In a recent article in BrokerNews it was stated that banks may be looking to borrowers to improve subdued profit earnings, reported the ABC News.
Commonwealth Bank of Australia recently revealed it bounced back from a small decline in profits last year, posting a profit of $5.7bn result this year. Other banks are expected to show similar returns.
But analysts are predicting the days of big bank returns are coming to an end as slower credit and profit growth become the norm. According to Brian Johnson, a banking analyst at investment group CLSA, new regulations combined with market forces will restrict growth in the medium term.

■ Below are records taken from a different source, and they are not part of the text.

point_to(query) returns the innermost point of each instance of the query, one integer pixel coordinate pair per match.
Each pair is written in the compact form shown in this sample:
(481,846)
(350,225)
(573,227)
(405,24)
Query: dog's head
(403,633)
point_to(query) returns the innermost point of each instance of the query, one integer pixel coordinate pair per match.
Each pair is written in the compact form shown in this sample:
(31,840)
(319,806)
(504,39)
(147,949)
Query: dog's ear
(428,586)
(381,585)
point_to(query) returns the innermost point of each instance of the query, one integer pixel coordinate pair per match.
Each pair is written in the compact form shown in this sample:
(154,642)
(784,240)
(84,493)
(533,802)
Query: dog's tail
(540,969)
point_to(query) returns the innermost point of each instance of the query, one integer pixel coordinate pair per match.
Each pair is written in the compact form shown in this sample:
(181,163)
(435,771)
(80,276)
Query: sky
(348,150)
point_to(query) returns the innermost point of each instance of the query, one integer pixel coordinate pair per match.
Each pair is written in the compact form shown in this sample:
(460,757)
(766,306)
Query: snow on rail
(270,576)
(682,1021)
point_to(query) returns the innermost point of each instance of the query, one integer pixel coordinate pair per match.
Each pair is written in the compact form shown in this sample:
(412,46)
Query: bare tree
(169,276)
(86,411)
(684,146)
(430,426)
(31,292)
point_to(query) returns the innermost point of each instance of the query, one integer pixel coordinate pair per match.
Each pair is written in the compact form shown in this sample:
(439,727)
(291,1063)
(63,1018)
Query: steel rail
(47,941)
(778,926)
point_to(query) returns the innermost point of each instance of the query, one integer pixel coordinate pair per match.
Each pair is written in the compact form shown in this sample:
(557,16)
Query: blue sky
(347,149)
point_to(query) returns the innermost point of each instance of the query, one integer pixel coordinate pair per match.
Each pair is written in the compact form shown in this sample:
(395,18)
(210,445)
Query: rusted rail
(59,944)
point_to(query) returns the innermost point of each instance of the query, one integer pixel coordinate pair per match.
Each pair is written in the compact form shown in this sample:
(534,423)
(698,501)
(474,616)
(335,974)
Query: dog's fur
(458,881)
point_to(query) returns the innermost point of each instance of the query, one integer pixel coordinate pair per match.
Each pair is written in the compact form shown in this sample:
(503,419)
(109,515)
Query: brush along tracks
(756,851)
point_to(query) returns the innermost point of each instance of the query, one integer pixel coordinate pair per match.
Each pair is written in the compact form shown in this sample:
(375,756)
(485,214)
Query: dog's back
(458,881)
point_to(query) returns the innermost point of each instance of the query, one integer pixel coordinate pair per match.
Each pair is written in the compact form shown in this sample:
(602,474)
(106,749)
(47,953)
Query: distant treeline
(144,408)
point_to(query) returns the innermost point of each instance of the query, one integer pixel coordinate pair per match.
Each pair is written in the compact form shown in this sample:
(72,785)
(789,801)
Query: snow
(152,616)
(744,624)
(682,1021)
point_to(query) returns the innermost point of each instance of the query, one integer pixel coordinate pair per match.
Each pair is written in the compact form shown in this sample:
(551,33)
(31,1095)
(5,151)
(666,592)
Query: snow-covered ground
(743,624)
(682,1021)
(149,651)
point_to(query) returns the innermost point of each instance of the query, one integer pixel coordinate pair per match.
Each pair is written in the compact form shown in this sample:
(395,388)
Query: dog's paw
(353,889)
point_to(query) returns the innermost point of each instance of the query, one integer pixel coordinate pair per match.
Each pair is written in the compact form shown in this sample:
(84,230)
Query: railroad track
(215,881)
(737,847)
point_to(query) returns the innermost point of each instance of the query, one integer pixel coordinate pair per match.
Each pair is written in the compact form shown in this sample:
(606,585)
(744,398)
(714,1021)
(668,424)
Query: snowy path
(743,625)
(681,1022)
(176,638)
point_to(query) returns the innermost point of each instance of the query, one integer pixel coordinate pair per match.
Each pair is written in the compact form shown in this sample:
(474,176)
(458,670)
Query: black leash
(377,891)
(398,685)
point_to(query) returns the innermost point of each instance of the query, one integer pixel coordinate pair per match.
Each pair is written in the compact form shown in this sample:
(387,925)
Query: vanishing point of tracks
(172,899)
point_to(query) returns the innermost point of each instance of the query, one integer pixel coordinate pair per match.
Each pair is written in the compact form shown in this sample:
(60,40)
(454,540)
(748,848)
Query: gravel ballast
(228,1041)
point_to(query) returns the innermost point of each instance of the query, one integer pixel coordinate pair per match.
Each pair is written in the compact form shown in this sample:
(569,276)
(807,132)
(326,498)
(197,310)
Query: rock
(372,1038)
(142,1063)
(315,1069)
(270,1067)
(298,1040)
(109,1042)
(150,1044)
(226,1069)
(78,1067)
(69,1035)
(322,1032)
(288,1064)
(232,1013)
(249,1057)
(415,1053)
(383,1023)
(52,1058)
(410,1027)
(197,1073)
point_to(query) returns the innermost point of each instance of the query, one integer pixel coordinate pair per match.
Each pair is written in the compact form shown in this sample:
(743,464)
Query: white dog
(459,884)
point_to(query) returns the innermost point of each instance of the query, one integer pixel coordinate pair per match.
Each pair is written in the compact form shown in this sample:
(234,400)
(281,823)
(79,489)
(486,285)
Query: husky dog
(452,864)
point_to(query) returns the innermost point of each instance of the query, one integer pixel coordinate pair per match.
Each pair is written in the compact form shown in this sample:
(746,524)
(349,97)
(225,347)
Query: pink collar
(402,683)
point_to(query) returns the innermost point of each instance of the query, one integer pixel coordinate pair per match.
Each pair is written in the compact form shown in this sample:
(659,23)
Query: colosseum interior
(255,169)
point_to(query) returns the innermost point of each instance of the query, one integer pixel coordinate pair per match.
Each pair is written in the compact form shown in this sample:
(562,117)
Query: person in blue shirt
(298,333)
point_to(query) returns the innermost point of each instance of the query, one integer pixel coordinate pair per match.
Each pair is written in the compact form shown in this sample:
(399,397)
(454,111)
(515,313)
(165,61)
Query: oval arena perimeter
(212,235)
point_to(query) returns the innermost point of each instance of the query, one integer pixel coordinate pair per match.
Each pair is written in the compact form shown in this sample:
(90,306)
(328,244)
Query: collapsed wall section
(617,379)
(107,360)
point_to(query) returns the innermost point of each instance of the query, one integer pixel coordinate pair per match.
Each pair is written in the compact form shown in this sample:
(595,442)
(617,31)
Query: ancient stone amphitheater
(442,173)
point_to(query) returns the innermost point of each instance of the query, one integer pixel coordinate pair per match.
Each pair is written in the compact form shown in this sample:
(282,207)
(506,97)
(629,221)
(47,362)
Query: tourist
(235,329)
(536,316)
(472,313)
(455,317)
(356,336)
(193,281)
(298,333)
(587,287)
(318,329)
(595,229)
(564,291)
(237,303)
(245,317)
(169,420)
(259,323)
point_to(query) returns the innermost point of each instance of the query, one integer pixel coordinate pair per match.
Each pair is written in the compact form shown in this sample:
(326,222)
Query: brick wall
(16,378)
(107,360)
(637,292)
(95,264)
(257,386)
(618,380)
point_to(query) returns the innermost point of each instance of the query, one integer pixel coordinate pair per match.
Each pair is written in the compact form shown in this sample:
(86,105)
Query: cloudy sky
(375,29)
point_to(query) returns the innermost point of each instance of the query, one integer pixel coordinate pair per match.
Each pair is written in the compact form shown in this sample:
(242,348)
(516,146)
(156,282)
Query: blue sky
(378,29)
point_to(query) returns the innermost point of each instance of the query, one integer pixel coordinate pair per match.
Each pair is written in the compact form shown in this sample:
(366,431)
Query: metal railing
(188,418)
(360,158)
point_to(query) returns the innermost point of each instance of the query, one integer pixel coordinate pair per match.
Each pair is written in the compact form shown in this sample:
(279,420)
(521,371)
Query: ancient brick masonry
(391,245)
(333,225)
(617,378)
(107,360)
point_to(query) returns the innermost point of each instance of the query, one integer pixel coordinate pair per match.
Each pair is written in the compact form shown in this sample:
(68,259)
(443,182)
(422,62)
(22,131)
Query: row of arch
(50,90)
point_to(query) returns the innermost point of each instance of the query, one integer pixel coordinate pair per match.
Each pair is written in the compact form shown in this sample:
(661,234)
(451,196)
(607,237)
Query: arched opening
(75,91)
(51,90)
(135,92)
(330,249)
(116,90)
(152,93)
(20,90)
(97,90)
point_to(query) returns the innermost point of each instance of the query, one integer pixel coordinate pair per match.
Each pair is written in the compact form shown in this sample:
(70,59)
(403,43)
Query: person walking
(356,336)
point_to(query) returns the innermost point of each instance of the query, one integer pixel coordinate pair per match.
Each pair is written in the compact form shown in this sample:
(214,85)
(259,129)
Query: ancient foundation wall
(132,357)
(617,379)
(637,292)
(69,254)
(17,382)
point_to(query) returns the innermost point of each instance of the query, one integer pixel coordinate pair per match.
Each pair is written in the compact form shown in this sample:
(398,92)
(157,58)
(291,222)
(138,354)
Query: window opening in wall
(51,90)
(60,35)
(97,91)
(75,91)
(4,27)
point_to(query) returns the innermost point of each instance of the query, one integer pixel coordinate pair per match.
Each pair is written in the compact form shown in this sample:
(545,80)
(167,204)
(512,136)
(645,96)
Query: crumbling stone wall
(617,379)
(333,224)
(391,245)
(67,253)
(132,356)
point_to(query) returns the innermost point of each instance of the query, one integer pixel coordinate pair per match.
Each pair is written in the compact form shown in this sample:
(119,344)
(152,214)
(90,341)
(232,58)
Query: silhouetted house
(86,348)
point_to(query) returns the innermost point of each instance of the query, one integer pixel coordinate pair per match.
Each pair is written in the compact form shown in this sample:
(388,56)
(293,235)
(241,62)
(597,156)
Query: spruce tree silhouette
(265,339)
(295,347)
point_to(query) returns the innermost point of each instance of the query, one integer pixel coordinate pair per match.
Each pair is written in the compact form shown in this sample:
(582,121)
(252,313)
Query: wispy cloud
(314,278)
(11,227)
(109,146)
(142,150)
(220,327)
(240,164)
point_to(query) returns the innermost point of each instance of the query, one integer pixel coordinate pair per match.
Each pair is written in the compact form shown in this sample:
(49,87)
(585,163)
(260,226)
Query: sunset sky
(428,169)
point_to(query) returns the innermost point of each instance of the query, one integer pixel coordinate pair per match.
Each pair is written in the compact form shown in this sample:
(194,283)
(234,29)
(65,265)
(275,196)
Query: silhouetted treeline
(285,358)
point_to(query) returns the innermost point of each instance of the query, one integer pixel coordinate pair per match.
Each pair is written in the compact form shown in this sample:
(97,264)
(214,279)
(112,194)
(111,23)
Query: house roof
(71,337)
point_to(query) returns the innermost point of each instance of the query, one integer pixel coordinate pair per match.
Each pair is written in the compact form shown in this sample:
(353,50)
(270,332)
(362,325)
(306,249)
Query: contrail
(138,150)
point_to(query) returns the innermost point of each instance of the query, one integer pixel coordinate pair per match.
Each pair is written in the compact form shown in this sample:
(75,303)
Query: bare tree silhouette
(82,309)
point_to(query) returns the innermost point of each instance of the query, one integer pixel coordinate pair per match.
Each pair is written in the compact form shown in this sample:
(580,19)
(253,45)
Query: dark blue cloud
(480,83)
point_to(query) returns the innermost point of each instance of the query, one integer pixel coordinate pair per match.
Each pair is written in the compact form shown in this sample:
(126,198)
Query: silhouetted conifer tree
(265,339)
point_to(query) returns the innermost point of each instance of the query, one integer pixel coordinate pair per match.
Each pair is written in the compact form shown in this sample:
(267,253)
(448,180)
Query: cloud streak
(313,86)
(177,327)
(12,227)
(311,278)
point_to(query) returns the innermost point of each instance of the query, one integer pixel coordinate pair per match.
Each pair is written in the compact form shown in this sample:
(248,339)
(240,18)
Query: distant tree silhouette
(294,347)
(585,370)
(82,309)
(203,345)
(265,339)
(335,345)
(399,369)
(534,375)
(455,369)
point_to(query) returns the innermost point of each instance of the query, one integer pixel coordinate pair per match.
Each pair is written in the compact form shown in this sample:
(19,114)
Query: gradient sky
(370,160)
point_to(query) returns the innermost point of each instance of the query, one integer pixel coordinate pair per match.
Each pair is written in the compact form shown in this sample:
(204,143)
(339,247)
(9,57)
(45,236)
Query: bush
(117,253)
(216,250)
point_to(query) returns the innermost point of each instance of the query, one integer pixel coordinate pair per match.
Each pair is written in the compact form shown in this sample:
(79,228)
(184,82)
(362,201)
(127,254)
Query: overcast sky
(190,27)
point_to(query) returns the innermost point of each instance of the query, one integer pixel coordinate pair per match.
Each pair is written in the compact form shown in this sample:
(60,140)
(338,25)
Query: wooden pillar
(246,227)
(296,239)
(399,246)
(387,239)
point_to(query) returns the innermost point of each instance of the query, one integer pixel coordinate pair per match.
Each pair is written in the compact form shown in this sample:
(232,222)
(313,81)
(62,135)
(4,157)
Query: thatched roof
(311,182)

“Back in the old days, banks’ business used to be borrowing money cheaply and lending it out expensively. Over the 2000s borrowing money cheaply was a very easy thing to do so you didn’t have to worry about that. It was all about lending money, “he told ABC News. “The new era that we are going back to, the borrowing money cheaply part actually gets to become quite difficult”.
Johnson added that the major banks’ strategy of growing profits on the back of home lending has its faults. ”We certainly have done quite a bit of work on this and our view is, as interest rates rise, first home buyers who borrowed at the lows of the interest rate cycle when the cash rate was 3 per cent, their ability to service those loans as interest rates rise is a real question mark”.
Johnson warns borrowers that the major banks are likely to try and make up profit shortfalls by increasing the margin on their home loans.